Chief Justice Jim Hannah of the Arkansas Supreme Court will be seeking another term also. The Arkansas canons of judicial conduct remain in effect, he said (even though some are unenforceable, according to the commission that would do the enforcing), and while they remain in effect, he'll abide by them. He said that an Arkansas Bar Association task force is studying possible changes in the canons. A draft is nearing completion and, in its current form, it would change Arkansas rules to conform with the federal court rulings — loosen limits on speech, in other words.
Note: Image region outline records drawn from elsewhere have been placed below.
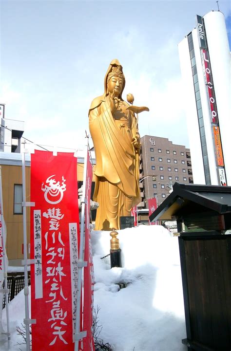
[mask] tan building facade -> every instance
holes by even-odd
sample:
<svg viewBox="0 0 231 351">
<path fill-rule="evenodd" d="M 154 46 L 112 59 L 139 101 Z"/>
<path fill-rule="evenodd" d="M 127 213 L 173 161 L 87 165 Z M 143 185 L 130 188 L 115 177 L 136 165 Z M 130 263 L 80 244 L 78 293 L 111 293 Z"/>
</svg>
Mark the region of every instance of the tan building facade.
<svg viewBox="0 0 231 351">
<path fill-rule="evenodd" d="M 166 138 L 145 135 L 141 140 L 140 206 L 145 207 L 145 200 L 154 197 L 160 204 L 175 182 L 193 183 L 190 150 Z"/>
<path fill-rule="evenodd" d="M 95 160 L 93 160 L 94 163 Z M 6 226 L 6 250 L 10 265 L 21 265 L 23 259 L 23 229 L 21 155 L 0 152 L 3 216 Z M 26 201 L 30 201 L 30 155 L 25 154 Z M 84 158 L 78 157 L 77 178 L 82 181 Z M 93 168 L 93 172 L 94 169 Z M 93 181 L 94 178 L 93 176 Z M 27 253 L 30 254 L 30 208 L 27 207 Z"/>
</svg>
A dissenter in this, as in so many things, is Judge Griffen. He'll be running for re-election next year too, and he'll continue to talk about issues that he thinks are relevant, and that will let voters know what sort of person he is. He thinks other judicial candidates should do the same, and he thinks it “unfortunate and untrue” that some of them continue to say they can't talk about issues. Whether an opponent will match him in this regard, or run an old-fashioned judicial race, or try to use Griffen's own outspokenness against him, remains to be seen.